Developing New Data-Driven Models for CHCP Boilers, Chillers
From eSociety, September 2019
Science and Technology for the Built Environment’s 2018 best paper award winner introduced a method to develop new data-driven models for central heating and cooling plant (CHCP) boilers and chillers and demonstrated the method on four boilers and five chillers of a CHCP in Canada.
Burak Gunay, Ph.D., Weiming Shen and Chunsheng Yang won the 2018 Science and Technology for the Built Environment Best Paper Award for “Blackbox Modeling of Central Heating and Cooling Plant Equipment Performance” at the 2019 ASHRAE Annual Conference in Kansas City. Gunay is an assistant professor at Carleton University in Ottawa, Ontario, Canada; Shen is a principal research officer at the National Research Council Canada in Ottawa; and Yang is a senior research officer at the National Research Council Canada.
The article presents an analysis conducted on sensor data gathered from the distribution control system of a CHCP plant in Ottawa, Canada. The performance of this plant’s four boilers and five chillers varied substantially in time under steady-state conditions, so the researchers developed data-driven models to explain the variability from the archived sensor data, according to the paper. By using a forward stepwise regression and a repeated random sub-sampling cross-validation approach, two-layer feed-forward artificial neural network models with 7 to 15 hidden-nodes were selected for each boiler and chiller.
Gunay further explores the paper and its significance.
1. What is the significance of this research?
Heating and cooling in many building clusters are served by central heating and cooling plants (CHCPs) whereby only a few chillers and boilers provide chilled and hot water or steam to many buildings. While failures in these systems can impact the comfort, health, and productivity of many occupants, improving the maintenance routines and the control sequences of these pieces of equipment have the potential to substantially improve the energy performance.
Data-driven models of plant-level equipment developed with the sensor data available in a distribution control system enable diagnostics, performance monitoring and benchmarking and predictive controls. In this paper, we introduced a method to develop new data-driven models for CHCP boilers and chillers and demonstrated the method on four boilers and five chillers of a CHCP in Ottawa, Canada.
2. Why is it important to explore this topic now?
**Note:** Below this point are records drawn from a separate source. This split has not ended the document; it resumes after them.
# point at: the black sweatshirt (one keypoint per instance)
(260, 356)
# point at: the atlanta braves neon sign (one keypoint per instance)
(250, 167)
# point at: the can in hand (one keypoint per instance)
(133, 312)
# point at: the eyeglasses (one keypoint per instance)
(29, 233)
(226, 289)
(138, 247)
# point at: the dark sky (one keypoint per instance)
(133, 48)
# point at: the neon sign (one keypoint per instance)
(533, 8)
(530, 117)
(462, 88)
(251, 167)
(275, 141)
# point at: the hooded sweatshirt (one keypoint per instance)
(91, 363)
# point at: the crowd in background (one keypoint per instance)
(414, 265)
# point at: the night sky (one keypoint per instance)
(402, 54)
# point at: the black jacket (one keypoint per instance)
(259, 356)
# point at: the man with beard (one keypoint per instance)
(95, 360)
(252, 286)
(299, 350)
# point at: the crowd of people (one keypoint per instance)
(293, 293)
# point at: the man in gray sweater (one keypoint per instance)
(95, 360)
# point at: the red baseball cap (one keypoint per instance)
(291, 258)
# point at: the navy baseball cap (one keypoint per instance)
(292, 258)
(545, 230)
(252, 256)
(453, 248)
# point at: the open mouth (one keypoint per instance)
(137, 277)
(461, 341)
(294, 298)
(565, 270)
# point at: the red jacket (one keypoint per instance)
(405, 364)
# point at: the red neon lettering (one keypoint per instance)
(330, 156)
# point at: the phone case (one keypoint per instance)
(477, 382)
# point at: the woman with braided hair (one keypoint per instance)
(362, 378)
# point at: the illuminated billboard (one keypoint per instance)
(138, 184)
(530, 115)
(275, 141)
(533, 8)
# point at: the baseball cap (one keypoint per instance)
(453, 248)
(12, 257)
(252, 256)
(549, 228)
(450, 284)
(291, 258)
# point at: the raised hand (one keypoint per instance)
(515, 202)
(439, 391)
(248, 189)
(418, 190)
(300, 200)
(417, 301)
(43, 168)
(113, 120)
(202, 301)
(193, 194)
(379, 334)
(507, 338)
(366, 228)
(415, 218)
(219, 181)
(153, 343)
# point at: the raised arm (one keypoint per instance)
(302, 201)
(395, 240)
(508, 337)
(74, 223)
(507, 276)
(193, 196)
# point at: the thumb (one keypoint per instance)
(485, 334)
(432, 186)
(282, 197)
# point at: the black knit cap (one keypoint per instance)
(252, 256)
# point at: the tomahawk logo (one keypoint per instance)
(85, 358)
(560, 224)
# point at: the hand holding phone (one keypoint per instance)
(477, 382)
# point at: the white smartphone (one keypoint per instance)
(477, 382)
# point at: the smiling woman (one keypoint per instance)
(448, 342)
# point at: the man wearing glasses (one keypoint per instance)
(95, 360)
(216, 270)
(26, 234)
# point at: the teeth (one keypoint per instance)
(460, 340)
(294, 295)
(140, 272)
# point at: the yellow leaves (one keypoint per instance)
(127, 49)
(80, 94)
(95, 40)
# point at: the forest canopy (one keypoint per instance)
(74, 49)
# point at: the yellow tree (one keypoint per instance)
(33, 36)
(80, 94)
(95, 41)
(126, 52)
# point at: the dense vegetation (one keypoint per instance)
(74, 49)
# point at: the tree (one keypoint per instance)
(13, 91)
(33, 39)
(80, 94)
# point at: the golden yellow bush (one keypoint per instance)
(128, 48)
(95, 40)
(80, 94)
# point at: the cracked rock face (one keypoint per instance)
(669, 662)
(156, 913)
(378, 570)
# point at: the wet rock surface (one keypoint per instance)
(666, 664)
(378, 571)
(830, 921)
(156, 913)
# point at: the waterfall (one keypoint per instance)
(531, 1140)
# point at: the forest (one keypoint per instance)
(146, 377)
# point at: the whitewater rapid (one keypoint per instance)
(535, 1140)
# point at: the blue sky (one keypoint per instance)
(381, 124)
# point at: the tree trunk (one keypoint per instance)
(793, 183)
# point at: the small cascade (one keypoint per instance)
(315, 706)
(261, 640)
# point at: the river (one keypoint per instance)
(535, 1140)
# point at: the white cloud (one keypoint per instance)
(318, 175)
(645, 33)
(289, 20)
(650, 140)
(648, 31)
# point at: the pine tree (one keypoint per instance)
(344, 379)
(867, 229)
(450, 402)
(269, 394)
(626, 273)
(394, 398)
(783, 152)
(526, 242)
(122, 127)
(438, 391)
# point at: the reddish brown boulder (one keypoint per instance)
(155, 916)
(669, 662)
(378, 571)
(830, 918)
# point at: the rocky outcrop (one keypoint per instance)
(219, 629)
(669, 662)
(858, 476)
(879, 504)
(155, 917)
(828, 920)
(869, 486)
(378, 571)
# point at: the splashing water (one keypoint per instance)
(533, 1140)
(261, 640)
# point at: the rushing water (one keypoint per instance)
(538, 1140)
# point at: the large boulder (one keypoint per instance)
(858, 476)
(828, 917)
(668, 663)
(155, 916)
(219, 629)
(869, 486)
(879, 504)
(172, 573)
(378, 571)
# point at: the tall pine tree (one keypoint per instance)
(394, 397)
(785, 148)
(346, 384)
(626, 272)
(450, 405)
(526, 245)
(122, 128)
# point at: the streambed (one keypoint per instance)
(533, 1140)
Improvements to the operation of CHCPs represent an untapped opportunity to reduce energy use and GHG emissions as well as to improve its reliability. Building on this research, an equipment sequencing scheme was derived for this facility to determine the optimal combination of boilers and chillers in order to meet forecasted heating and cooling loads. While implementation of this equipment sequencing scheme at this plant is still underway, we anticipate achieving a 5% to 10% reduction in natural gas and electricity use.
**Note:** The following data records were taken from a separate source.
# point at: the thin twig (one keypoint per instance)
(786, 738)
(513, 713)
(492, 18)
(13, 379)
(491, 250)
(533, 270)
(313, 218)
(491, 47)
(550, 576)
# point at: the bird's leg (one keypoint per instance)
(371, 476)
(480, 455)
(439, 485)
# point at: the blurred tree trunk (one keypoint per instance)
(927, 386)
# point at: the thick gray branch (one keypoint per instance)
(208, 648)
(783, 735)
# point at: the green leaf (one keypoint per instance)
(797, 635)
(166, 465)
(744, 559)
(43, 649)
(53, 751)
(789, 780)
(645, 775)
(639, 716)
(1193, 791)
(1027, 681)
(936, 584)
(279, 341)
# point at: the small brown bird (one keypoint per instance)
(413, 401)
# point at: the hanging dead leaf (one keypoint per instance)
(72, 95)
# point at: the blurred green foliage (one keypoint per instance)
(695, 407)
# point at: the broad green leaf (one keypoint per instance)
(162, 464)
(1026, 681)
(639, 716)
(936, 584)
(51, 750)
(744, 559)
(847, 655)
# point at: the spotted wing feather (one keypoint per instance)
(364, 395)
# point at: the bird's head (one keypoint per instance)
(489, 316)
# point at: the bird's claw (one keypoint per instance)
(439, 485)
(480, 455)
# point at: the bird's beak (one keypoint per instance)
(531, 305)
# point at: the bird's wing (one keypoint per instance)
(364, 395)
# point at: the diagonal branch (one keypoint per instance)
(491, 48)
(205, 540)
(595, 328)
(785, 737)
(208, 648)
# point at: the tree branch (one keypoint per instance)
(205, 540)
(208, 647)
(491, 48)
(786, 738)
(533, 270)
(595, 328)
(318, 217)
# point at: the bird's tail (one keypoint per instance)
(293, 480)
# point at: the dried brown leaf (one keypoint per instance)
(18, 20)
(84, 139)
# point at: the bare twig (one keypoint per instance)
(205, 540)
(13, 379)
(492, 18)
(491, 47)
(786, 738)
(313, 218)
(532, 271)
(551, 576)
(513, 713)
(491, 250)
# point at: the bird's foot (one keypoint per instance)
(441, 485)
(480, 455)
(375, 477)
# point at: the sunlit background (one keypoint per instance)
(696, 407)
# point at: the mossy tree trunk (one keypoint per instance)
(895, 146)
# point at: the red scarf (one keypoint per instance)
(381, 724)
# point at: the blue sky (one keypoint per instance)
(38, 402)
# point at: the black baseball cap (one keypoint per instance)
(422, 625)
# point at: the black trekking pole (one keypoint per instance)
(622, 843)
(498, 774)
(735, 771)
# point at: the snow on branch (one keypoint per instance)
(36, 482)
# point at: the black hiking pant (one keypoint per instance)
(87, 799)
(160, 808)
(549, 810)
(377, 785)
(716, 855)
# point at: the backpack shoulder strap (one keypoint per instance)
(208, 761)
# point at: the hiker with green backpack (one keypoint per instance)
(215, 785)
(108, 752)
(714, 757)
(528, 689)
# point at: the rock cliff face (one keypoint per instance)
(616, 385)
Again, building on this research, we analyzed common operating conditions triggering frequent boiler and chiller tripping events. We plan to work with the controls service provider of this facility to modify the controls programs to reduce the frequency of these events.
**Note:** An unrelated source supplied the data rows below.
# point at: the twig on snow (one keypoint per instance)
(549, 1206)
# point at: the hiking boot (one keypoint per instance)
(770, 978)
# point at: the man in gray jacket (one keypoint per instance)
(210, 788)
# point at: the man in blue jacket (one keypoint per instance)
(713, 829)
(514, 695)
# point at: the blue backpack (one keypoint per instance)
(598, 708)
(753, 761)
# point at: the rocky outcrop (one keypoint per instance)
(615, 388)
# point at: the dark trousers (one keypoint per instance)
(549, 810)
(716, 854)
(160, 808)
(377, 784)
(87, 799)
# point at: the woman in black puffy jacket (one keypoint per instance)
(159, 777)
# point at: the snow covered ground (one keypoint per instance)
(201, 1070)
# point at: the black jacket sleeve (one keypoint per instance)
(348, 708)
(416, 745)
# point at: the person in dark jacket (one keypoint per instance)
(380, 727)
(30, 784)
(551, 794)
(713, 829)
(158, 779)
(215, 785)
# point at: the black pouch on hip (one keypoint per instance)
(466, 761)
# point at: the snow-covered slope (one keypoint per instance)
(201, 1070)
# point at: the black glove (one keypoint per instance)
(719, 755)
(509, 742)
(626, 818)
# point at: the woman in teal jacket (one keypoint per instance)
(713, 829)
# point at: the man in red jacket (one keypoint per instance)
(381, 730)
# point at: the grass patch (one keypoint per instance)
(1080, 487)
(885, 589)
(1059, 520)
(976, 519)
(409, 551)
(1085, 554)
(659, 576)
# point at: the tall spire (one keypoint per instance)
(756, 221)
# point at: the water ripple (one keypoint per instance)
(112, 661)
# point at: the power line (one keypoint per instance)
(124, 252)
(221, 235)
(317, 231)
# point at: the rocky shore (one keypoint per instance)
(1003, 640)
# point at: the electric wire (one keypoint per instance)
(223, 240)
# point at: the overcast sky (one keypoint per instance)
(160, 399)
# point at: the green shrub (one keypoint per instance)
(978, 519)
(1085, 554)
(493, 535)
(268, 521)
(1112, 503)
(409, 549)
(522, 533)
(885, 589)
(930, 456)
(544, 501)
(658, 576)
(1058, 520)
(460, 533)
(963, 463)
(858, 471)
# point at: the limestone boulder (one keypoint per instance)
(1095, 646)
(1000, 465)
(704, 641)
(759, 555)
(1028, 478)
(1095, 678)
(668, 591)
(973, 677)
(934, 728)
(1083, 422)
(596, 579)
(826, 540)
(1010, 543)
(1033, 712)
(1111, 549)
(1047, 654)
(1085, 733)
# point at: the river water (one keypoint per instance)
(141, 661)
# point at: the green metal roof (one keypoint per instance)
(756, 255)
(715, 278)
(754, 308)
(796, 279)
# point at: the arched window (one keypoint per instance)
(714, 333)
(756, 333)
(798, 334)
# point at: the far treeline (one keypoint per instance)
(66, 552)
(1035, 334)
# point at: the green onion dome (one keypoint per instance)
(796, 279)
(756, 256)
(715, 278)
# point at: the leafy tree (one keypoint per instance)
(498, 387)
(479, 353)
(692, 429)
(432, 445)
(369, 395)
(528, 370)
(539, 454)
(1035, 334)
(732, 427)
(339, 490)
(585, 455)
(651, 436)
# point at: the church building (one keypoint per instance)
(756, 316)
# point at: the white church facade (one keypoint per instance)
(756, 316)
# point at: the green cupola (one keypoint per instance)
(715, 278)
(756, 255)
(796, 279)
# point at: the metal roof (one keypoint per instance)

3. Were there any surprises or unforeseen challenges for you when preparing this research?
During this research, we frequently interacted with the operations staff of the case study CHCP. This helped us better understand their day-to-day workflow and challenges. To our surprise, the operators of the case study facility (a facility that manages major energy resources of 22.9 MW of heating and 17.1 MW of cooling) were expected to undertake critical operational decisions with only limited analytical guidance. Our interactions with the operators highlighted the need for improved fault detection and diagnostics capabilities and predictive control algorithms for the integration of individual pieces of equipment and coordination of the supply and demand between the buildings and the plant.
A challenge that we observed was access to quality data from equipment in use—either because sensors were not present or the data from existing sensors were interrupted.
4. What lessons, facts and/or guidance can an engineer working in the field take away from this research?
Our research demonstrated that two-layer feed-forward artificial neural network models with seven to 15 hidden-nodes are capable of explaining up to 95% of the variability in a boiler’s efficiency and a chiller’s coefficient of performance. Top three data types for the boiler model were the flue gas O2, pressure, and part-load ratio; while they were the return water flow rate, part-load ratio, and outdoor temperature for the chiller model. It is important to trend these data types continuously and develop data-driven models based on them for diagnostic, control, and monitoring and benchmarking purposes.
5. How can this research further the industry’s knowledge on this topic?
The inverse blackbox modeling method presented in this research demonstrated how common data types in distributed control systems can be leveraged to improve the operation of CHCPs. Based on this research, we later developed a near-optimal equipment sequencing scheme and prognostics-oriented models to explain underlying reasons behind frequent equipment tripping events. Similarly, the research can be adapted by those that oversee the controls and maintenance of CHCPs and improved by industry researchers by using larger datasets from other facilities.